Carved wooden Ganesh
One of my favourite objects in the gallery was this pot bellied Ganesh.
I can’t remember when my love of elephants began but they are something of a life long passion, so when I first visited India 40 years ago not only was I thrilled to see so many elephants in the flesh, I was immediately and inevitably drawn to the elephant headed Hindu god Ganesh.
Carved statues of Ganesh are often seen in the lintel over a door frame at the entrance to a house or by the side of the door where he’s placed to protect the house and it’s occupants from difficulties and obstacles. If you’re out and about on the streets just after dawn you’ll see people blessing their Ganesh statue with grains of rice, flower petals and red vermilion paste on Ganesh’ forehead - one of the first acts of the day.
Ganesh is the son of Shiva and Parvati and is revered as the god of wisdom and learning. In his role as the remover of obstacles he is often worshipped in advance of any undertaking or journey to ensure that any potential difficulties are cleared. There are several different explanations of how he acquired his distinctive head but most agree that he was a normal boy until his father beheaded him in a fit of rage, not realising he was his son. When Parvati found out she was furious and demanded Ganesh be brought back to life. Shiva achieved this using the head of the first creature found, an elephant. His fat tummy is attributed to his legendary love of sweets.

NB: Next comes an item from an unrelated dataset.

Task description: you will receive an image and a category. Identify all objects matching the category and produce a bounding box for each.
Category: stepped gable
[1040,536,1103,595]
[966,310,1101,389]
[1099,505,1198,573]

I think the lovely fat belly on this painted wooden Ganesh is one of its most endearing features and I love the chubby legs which actually wouldn’t look too out of place on an elephant. There is something almost warm and cuddly about it even although it is a very solid wooden object and I like to think it was made with love. The colours used accentuate the feeling of warmth. It is not refined or precious in any conventional way but to me it has lots of value as an example of spiritual devotion.